強化部門のデリカ売場は、マルエツ草加デリカセンターなど冷惣菜をはじめアウト供給の商品を品揃えの充実に生かしながらも、店内加工の設備を設けていることを他の都市型小型店との差別化要素とし、手作りおにぎりなど出来たて商品の展開を前面に打ち出す。SKUを絞り込んだことも生かし、しっかり製造し、売場に並べ、売り込むことを重視する。
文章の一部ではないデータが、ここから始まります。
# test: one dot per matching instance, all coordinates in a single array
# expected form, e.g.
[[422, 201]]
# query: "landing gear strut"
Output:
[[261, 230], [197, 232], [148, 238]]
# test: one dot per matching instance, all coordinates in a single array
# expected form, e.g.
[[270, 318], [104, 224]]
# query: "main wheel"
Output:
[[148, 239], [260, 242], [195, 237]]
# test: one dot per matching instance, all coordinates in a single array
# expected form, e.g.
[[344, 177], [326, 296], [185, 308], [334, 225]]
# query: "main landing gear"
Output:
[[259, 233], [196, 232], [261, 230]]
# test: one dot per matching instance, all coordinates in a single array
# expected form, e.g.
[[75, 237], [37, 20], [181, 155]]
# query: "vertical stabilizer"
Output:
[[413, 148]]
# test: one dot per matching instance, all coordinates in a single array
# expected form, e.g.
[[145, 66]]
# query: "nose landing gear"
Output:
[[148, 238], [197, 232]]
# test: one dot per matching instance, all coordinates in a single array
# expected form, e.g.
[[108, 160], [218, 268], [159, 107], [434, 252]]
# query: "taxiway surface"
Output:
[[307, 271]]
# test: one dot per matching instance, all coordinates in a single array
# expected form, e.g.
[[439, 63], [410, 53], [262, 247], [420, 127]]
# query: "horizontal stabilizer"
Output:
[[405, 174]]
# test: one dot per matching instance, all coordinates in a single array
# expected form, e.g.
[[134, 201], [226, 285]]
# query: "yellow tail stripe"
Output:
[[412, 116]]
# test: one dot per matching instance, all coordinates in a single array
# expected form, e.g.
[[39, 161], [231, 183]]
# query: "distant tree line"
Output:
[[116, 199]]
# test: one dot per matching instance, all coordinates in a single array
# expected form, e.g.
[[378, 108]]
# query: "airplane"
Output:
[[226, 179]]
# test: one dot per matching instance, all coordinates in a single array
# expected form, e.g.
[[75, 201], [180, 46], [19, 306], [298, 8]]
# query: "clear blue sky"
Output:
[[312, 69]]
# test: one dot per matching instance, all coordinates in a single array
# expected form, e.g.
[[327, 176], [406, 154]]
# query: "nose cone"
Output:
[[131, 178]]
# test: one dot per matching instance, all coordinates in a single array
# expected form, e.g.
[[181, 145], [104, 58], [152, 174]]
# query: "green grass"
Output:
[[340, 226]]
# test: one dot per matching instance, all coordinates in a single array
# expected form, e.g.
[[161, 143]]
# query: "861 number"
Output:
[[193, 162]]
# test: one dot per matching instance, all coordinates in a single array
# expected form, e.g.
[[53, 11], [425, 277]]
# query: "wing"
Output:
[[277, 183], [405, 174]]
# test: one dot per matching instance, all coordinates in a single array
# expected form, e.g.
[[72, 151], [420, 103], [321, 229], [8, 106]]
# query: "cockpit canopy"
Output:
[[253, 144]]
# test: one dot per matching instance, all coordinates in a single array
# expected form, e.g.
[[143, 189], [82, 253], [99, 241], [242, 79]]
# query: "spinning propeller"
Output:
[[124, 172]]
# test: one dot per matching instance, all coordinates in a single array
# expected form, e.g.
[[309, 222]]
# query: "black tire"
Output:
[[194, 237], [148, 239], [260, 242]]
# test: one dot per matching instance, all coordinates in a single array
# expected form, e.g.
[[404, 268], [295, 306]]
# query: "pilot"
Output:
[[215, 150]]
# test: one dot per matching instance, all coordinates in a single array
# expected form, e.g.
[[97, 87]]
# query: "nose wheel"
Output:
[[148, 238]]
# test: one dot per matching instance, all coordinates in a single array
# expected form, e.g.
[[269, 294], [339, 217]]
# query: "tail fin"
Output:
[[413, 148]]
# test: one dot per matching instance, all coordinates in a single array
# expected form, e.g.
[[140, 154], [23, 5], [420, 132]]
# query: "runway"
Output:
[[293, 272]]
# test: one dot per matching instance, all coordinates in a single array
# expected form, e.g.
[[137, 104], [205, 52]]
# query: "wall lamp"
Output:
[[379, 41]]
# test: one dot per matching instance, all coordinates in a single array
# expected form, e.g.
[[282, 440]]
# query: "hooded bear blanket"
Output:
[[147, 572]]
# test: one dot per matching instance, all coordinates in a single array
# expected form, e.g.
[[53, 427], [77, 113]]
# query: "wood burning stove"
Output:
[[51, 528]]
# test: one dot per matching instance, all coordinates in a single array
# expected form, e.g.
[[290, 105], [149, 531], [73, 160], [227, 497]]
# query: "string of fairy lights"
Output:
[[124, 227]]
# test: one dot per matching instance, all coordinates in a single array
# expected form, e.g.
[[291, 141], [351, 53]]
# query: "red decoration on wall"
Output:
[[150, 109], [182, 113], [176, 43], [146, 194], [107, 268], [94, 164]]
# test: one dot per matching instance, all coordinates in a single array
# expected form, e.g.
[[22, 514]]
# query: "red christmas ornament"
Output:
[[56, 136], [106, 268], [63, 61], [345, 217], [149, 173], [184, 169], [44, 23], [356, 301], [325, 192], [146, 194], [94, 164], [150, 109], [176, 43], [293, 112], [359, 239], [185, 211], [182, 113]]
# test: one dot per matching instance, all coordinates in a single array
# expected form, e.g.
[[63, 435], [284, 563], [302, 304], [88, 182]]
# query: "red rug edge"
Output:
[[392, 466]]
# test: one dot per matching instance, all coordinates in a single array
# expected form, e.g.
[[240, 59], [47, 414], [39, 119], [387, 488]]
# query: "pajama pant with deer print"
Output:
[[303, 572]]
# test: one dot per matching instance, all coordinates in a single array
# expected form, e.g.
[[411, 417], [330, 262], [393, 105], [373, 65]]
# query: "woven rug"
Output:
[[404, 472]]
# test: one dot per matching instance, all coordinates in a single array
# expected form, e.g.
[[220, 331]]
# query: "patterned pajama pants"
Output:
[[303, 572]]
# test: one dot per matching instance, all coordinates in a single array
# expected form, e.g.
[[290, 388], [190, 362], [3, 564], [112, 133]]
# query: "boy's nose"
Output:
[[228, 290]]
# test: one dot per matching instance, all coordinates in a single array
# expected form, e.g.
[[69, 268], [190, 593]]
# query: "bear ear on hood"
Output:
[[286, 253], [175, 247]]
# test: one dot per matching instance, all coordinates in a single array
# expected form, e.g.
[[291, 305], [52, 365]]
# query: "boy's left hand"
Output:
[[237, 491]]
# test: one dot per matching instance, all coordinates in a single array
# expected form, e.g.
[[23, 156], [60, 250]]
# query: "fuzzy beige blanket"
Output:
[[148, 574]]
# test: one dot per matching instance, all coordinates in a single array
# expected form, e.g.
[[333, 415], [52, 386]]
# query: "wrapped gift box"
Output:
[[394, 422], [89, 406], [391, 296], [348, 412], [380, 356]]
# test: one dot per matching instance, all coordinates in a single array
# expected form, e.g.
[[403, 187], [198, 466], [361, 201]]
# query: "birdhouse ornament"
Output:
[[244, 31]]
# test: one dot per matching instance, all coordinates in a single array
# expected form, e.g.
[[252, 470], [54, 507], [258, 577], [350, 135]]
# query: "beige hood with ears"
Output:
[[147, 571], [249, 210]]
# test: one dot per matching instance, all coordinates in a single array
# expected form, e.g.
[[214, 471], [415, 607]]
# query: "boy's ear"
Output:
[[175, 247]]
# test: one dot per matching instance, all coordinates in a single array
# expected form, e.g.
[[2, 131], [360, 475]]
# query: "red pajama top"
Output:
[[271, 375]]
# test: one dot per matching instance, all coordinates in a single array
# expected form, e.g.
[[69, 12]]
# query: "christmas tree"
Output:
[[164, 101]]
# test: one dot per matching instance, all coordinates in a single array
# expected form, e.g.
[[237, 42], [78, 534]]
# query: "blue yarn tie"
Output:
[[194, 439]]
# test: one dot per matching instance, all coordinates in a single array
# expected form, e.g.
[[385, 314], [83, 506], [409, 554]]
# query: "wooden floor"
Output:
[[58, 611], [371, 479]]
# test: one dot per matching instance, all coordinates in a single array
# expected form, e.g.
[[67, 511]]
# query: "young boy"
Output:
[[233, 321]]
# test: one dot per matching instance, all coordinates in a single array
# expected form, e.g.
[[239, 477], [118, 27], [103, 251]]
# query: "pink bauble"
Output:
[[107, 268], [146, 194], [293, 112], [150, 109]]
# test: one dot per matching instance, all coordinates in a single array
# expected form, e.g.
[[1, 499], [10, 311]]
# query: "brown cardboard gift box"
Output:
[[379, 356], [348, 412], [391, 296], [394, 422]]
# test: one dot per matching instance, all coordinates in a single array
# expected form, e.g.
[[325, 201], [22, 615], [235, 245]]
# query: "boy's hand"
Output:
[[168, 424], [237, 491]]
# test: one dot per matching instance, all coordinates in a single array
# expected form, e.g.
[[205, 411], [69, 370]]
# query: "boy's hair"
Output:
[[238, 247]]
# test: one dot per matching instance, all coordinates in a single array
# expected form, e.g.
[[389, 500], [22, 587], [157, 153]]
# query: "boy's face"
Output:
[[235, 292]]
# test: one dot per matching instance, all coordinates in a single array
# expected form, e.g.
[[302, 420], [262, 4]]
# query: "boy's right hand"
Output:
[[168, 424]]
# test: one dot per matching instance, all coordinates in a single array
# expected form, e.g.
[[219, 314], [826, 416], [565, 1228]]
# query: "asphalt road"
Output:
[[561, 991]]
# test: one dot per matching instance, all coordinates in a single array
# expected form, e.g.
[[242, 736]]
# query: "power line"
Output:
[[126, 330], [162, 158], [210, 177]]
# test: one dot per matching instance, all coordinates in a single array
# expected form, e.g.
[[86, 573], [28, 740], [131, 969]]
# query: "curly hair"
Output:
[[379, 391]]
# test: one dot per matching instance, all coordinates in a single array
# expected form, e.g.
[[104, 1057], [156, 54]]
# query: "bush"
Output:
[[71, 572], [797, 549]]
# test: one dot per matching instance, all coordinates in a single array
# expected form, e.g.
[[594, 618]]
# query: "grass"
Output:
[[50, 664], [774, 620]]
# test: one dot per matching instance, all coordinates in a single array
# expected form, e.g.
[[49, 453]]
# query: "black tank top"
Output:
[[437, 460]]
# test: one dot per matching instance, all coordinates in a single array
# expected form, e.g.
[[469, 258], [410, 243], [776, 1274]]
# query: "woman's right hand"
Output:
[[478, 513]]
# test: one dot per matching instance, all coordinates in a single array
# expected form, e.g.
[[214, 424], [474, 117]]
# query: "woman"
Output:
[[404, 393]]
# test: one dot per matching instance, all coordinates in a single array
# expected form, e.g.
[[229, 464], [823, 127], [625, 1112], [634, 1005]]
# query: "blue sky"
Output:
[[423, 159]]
SKUを絞り込みつつ、17.5%という高い売上高構成比を目指すデリカは店内製造を含む常温販売の温惣菜を売場中央の平台でしっかり量販できるかが問われる
平台で温惣菜を売り込み、壁面はアウトパック中心の冷惣菜を展開。寿司はアウトパックの商品にとどめている

オペレーション面でも店舗での負荷を減らすための工夫を凝らし、例えば弁当では全社的な取り組みとして、「カセット弁当」方式を導入するなどしている。これは、ご飯と副菜についてはあらかじめマルエツ草加デリカセンターで盛り付けた上で店舗に納品し、店内で調理した主菜を加えることで完成するというもので、店内製造の負荷を減らしながら出来たて感のある商品が提供できる。さらに主菜を変えることで、多アイテム展開もできる。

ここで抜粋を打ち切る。